Liuwa Plains National Park
This remote park in the far west is pristine wilderness, which to the ardent bush lover, makes it its biggest attraction and the rewards are great.
The game is spread out across the plains and takes some driving around to find. But to come upon a vast herd of blue wildebeest, a prowling wild dog, a dozing pride of lion in this forgotten piece of Africa is especially fascinating because of its completely natural and uncommercialised state. The birdlife is abundant and the very dramatic storms and lightning rising up on the horizon, contrasting with the green and gold grasslands create views of spectacular magnitude and fantastic photographic opportunities.
What to see
In November, with the onset of the rains, the massive herds of blue wildebeest arrive from Angola, traversing the plains in their thousands, very often mingling with zebra along the way or gathering around water holes and pans.

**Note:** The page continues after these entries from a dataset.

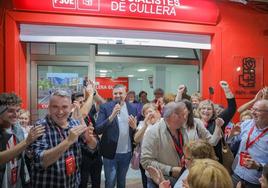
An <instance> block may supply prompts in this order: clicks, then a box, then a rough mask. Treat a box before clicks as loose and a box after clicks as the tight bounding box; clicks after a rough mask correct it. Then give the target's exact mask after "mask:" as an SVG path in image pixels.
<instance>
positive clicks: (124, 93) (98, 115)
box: [95, 85, 137, 188]
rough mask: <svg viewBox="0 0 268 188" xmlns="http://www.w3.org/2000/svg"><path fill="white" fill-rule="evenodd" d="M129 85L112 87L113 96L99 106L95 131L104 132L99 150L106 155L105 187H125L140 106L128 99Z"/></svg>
mask: <svg viewBox="0 0 268 188" xmlns="http://www.w3.org/2000/svg"><path fill="white" fill-rule="evenodd" d="M125 98H126V87H125V86H124V85H116V86H114V88H113V100H112V101H111V102H107V103H105V104H103V105H101V106H100V111H99V114H98V118H97V122H96V127H95V130H96V133H97V134H102V137H101V142H100V151H101V154H102V156H103V166H104V173H105V187H106V188H113V187H114V186H115V184H116V182H117V187H118V188H124V187H125V184H126V174H127V171H128V167H129V163H130V159H131V154H132V149H133V146H132V143H133V135H134V133H135V129H136V126H137V120H136V115H137V110H136V108H135V107H134V106H132V105H131V104H130V103H128V102H125Z"/></svg>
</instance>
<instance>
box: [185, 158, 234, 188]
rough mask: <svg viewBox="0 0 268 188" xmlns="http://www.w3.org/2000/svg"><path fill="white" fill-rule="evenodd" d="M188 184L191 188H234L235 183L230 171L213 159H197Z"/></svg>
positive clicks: (191, 173) (189, 178)
mask: <svg viewBox="0 0 268 188" xmlns="http://www.w3.org/2000/svg"><path fill="white" fill-rule="evenodd" d="M187 182H188V184H189V187H190V188H208V187H217V188H227V187H228V188H232V187H233V183H232V179H231V177H230V175H229V173H228V171H227V170H226V169H225V168H224V166H222V165H221V164H220V163H219V162H217V161H215V160H212V159H197V160H195V161H194V164H193V165H192V167H191V168H190V169H189V175H188V177H187Z"/></svg>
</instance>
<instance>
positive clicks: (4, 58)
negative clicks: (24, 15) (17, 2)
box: [0, 0, 12, 93]
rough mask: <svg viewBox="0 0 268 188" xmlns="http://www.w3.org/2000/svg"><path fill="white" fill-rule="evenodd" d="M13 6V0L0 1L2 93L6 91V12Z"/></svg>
mask: <svg viewBox="0 0 268 188" xmlns="http://www.w3.org/2000/svg"><path fill="white" fill-rule="evenodd" d="M11 7H12V6H11V1H8V0H1V1H0V93H2V92H4V91H5V70H4V69H5V65H4V64H5V63H4V62H5V15H6V14H5V12H6V10H7V9H10V8H11Z"/></svg>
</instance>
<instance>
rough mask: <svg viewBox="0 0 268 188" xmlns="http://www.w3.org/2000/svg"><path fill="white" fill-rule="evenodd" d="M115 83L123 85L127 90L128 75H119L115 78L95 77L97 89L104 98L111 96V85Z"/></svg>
mask: <svg viewBox="0 0 268 188" xmlns="http://www.w3.org/2000/svg"><path fill="white" fill-rule="evenodd" d="M117 84H123V85H125V86H126V88H127V91H128V77H119V78H117V79H112V78H110V77H96V88H97V91H98V93H99V94H100V96H102V97H103V98H105V99H108V98H113V87H114V86H115V85H117Z"/></svg>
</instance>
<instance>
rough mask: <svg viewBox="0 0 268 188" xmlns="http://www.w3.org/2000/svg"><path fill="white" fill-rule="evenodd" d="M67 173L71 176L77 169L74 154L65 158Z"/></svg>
mask: <svg viewBox="0 0 268 188" xmlns="http://www.w3.org/2000/svg"><path fill="white" fill-rule="evenodd" d="M65 166H66V174H67V176H71V175H72V174H73V173H74V172H75V171H76V165H75V158H74V156H69V157H67V158H66V160H65Z"/></svg>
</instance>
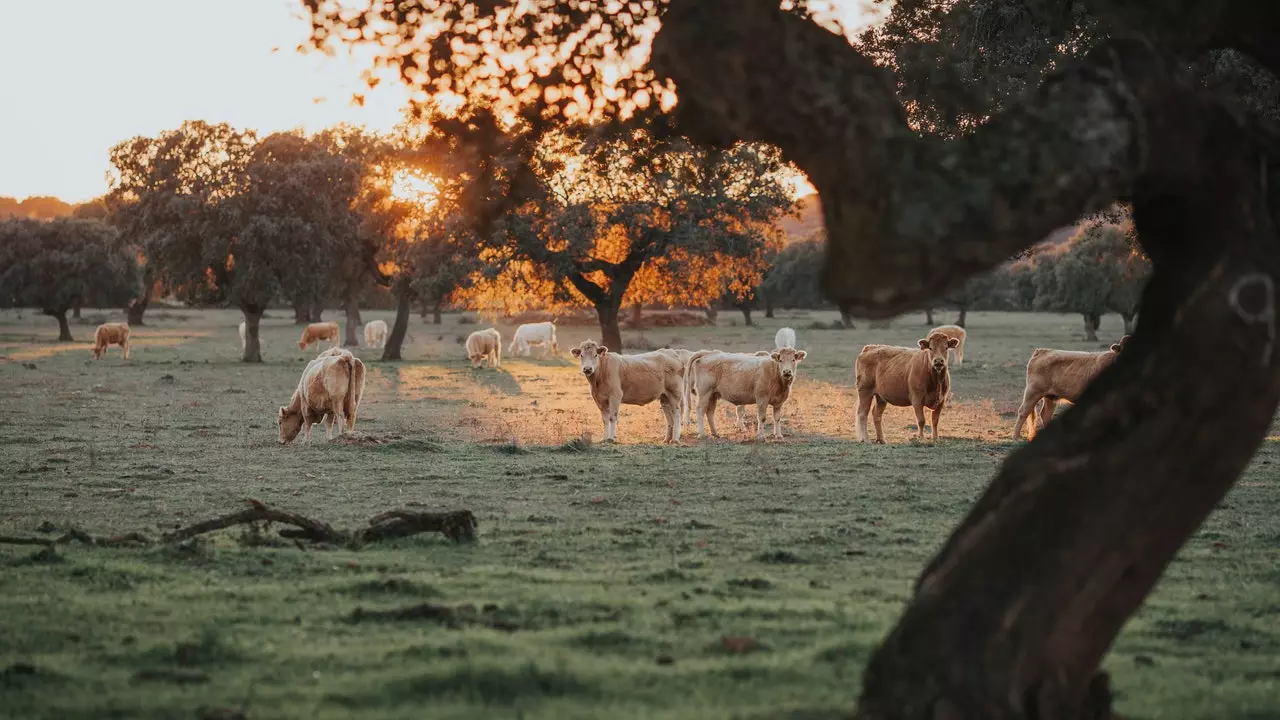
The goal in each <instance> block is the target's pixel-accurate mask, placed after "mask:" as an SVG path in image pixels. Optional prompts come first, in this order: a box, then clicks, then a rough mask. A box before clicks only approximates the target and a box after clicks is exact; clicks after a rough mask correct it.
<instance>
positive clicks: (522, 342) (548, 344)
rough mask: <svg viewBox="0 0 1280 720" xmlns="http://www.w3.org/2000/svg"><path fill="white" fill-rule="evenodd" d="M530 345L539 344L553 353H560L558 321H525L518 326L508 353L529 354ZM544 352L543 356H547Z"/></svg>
mask: <svg viewBox="0 0 1280 720" xmlns="http://www.w3.org/2000/svg"><path fill="white" fill-rule="evenodd" d="M530 345H539V346H541V347H543V348H544V350H545V351H549V352H550V354H552V355H559V346H558V345H556V323H550V322H547V323H525V324H524V325H520V327H518V328H516V334H513V336H512V337H511V346H509V347H507V354H508V355H511V354H516V355H529V354H530V350H529V346H530ZM545 356H547V354H545V352H544V354H543V355H541V357H545Z"/></svg>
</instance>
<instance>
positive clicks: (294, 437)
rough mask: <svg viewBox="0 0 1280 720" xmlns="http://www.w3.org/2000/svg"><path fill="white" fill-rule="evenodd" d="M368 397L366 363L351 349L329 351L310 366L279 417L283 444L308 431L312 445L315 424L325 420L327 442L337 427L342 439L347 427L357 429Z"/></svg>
mask: <svg viewBox="0 0 1280 720" xmlns="http://www.w3.org/2000/svg"><path fill="white" fill-rule="evenodd" d="M364 395H365V364H364V363H361V361H360V359H358V357H356V356H355V355H352V354H351V351H349V350H343V348H340V347H330V348H329V350H325V351H324V352H321V354H320V355H319V356H316V359H315V360H312V361H310V363H307V368H306V369H305V370H302V379H300V380H298V387H297V389H294V391H293V397H292V398H289V404H288V405H285V406H284V407H280V411H279V414H278V415H276V418H275V421H276V424H278V425H280V445H285V443H289V442H293V438H296V437H298V430H301V429H305V430H306V442H311V425H314V424H316V423H319V421H321V420H324V437H325V439H328V438H329V437H330V432H332V430H333V425H334V424H337V425H338V436H342V430H343V425H346V428H347V429H348V430H353V429H356V414H357V411H358V410H360V398H361V397H362V396H364Z"/></svg>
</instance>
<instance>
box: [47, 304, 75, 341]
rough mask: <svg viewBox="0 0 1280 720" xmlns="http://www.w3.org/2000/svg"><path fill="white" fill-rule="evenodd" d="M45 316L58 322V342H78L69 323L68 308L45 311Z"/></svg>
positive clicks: (53, 309)
mask: <svg viewBox="0 0 1280 720" xmlns="http://www.w3.org/2000/svg"><path fill="white" fill-rule="evenodd" d="M45 314H46V315H49V316H50V318H54V319H56V320H58V342H76V338H73V337H72V327H70V324H69V323H68V322H67V307H54V309H51V310H45Z"/></svg>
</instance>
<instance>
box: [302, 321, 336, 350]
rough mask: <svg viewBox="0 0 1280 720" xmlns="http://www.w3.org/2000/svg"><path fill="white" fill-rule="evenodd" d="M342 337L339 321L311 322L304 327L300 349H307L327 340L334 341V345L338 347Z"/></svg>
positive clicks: (328, 340)
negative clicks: (326, 322)
mask: <svg viewBox="0 0 1280 720" xmlns="http://www.w3.org/2000/svg"><path fill="white" fill-rule="evenodd" d="M340 338H342V333H340V328H339V327H338V323H311V324H310V325H307V327H306V328H303V329H302V337H301V338H298V350H306V348H307V347H310V346H312V345H319V343H320V342H321V341H325V340H328V341H332V342H333V346H334V347H337V346H338V343H340V342H342V340H340Z"/></svg>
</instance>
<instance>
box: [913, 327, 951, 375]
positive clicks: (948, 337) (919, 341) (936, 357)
mask: <svg viewBox="0 0 1280 720" xmlns="http://www.w3.org/2000/svg"><path fill="white" fill-rule="evenodd" d="M957 345H960V341H959V340H956V338H954V337H947V334H946V333H937V332H933V333H929V337H927V338H922V340H920V341H919V346H920V350H923V351H925V352H928V354H929V364H931V366H932V368H933V372H934V373H942V372H943V370H946V369H947V350H950V348H952V347H955V346H957Z"/></svg>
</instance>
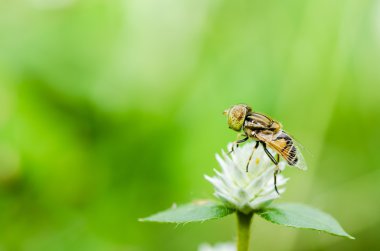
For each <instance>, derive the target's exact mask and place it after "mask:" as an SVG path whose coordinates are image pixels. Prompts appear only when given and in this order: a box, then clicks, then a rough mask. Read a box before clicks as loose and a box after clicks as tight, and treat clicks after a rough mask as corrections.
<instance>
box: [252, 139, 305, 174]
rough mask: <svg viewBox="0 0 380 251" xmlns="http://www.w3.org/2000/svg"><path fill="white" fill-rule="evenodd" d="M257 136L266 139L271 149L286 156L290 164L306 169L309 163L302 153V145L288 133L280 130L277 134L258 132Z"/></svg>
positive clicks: (263, 140)
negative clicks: (308, 162)
mask: <svg viewBox="0 0 380 251" xmlns="http://www.w3.org/2000/svg"><path fill="white" fill-rule="evenodd" d="M256 136H257V138H258V139H259V140H261V141H264V142H265V143H266V144H267V145H268V146H269V147H270V148H271V149H273V150H275V151H276V152H277V153H278V154H280V155H281V156H282V158H284V159H285V160H286V161H287V162H288V164H289V165H290V166H294V167H297V168H298V169H301V170H306V169H307V165H306V161H305V158H304V157H303V155H302V152H301V149H302V147H301V146H300V145H299V144H298V143H297V142H296V141H295V140H294V139H293V138H291V137H290V136H289V135H288V134H286V133H285V132H280V133H278V134H277V135H265V134H263V133H258V134H256Z"/></svg>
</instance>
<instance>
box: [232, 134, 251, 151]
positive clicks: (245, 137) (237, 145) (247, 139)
mask: <svg viewBox="0 0 380 251" xmlns="http://www.w3.org/2000/svg"><path fill="white" fill-rule="evenodd" d="M248 139H249V138H248V136H246V137H245V138H244V139H239V140H236V141H235V142H233V143H232V149H231V151H229V152H228V154H230V153H232V152H233V151H234V145H236V148H238V147H239V144H241V143H244V142H246V141H247V140H248Z"/></svg>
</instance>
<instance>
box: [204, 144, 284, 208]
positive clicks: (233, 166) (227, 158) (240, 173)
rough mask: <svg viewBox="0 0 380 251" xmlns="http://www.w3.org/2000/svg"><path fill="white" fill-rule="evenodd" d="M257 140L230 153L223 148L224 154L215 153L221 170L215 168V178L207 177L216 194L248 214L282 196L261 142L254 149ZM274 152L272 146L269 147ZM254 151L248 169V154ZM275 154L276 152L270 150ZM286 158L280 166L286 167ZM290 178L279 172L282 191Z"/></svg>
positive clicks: (279, 187)
mask: <svg viewBox="0 0 380 251" xmlns="http://www.w3.org/2000/svg"><path fill="white" fill-rule="evenodd" d="M254 146H255V143H254V142H253V143H247V144H244V145H243V146H239V147H238V148H235V149H234V151H233V152H232V153H231V154H227V153H225V152H224V151H222V155H221V156H220V155H218V154H217V155H216V159H217V160H218V162H219V164H220V166H221V168H222V171H221V172H219V171H217V170H215V169H214V171H215V173H216V175H215V176H214V177H209V176H205V178H206V179H207V180H208V181H210V182H211V184H213V186H214V188H215V193H214V195H215V196H216V197H217V198H219V199H220V200H222V201H223V203H224V204H226V205H227V206H228V207H231V208H235V209H236V210H238V211H241V212H243V213H249V212H251V211H254V210H258V209H260V208H262V207H264V206H267V205H268V204H269V203H270V202H271V201H273V200H274V199H277V198H279V195H278V194H277V193H276V191H275V189H274V176H273V174H274V171H275V168H276V166H275V165H274V164H273V162H272V161H271V160H270V159H269V157H268V156H267V155H266V153H265V152H264V149H263V147H262V146H261V145H260V147H258V148H257V149H256V150H254ZM268 150H269V151H271V150H270V149H268ZM252 151H254V153H253V156H252V159H251V161H250V164H249V167H248V172H246V166H247V163H248V159H249V156H250V155H251V154H252ZM271 153H272V155H273V156H275V153H274V152H273V151H271ZM285 165H286V164H285V161H280V163H279V165H278V166H279V168H280V170H283V169H284V168H285ZM287 180H288V179H285V178H284V177H283V176H282V175H280V174H278V175H277V187H278V190H279V192H280V194H282V193H283V192H284V191H285V188H284V185H285V183H286V181H287Z"/></svg>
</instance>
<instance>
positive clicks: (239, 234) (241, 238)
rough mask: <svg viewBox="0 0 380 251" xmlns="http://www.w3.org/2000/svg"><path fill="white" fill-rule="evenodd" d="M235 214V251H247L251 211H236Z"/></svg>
mask: <svg viewBox="0 0 380 251" xmlns="http://www.w3.org/2000/svg"><path fill="white" fill-rule="evenodd" d="M236 214H237V218H238V219H237V220H238V241H237V251H248V248H249V236H250V226H251V221H252V218H253V213H249V214H244V213H242V212H239V211H237V212H236Z"/></svg>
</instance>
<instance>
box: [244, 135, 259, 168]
mask: <svg viewBox="0 0 380 251" xmlns="http://www.w3.org/2000/svg"><path fill="white" fill-rule="evenodd" d="M259 142H260V141H256V145H255V147H254V148H253V149H252V153H251V155H250V156H249V159H248V163H247V167H246V168H245V171H246V172H247V173H248V166H249V163H251V159H252V156H253V153H254V152H255V150H256V149H257V148H258V147H259Z"/></svg>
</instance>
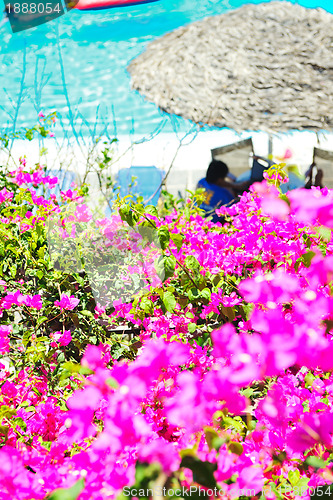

Other unusual antelope found include oribi, red lechwe, steinbuck, duiker, tsessebe and roan. The Jackal, serval, wildcat, wild dog as well as lion and hyena are the predators of the area. Many birds migrate here during the rains and massive flocks of birds can be seen as they migrate south. Some of the more notables are the white bellied bustards, secretary bird, red billed and hottentot teals, crowned and wattled cranes, long tailed whydah, sooty chat, yellow throated longclaw, large flocks of black winged pratincoles around the pans, fish eagle, tawny eagle, marshall eagle, woodland kingfisher, pink throated longclaw. The plains are dotted with woodlands which also make for excellent birding.
When to go
August to December. In November as the rainy season begins, dramatic cloud formations erupt as the storms build, creating spectacular skylines and with the onset of the rains, carpets of flowers explode around the pans. This is also the time when large herds of blue wildebeest migrate across the plains from neighbouring Angola.
Liuwa Plain is best accessed via one of three tour operators offering ‘mobile safaris’.
Private access demands at least two 4WD vehicles, complete self sufficiency in terms of fuel, catering and camping supplies as well as a healthy degree of offroad driving experience. Permission for private entry can be obtained from the National Parks and Wildlife Services office at Chilanga (near Lusaka) or Kalabo, the closest town to the plains. Kalabo is also the place to hire a guide. This is essential as it is very easy to get very lost.
The road from Katima Mulilo to Kalabo is fine up to the Nangweshi/Senanga ferry. From that point to Kalabo, estimate two days to do the 180 kilometres - low range driving over very sandy roads. There is no fuel available at Kalabo so carry extra supplies.
Accessing Kalabo from Mongu depends on the seasonal levels of the Zambezi - enquire at Mongu’s port office for available options which range from the Post Boat to two ferries.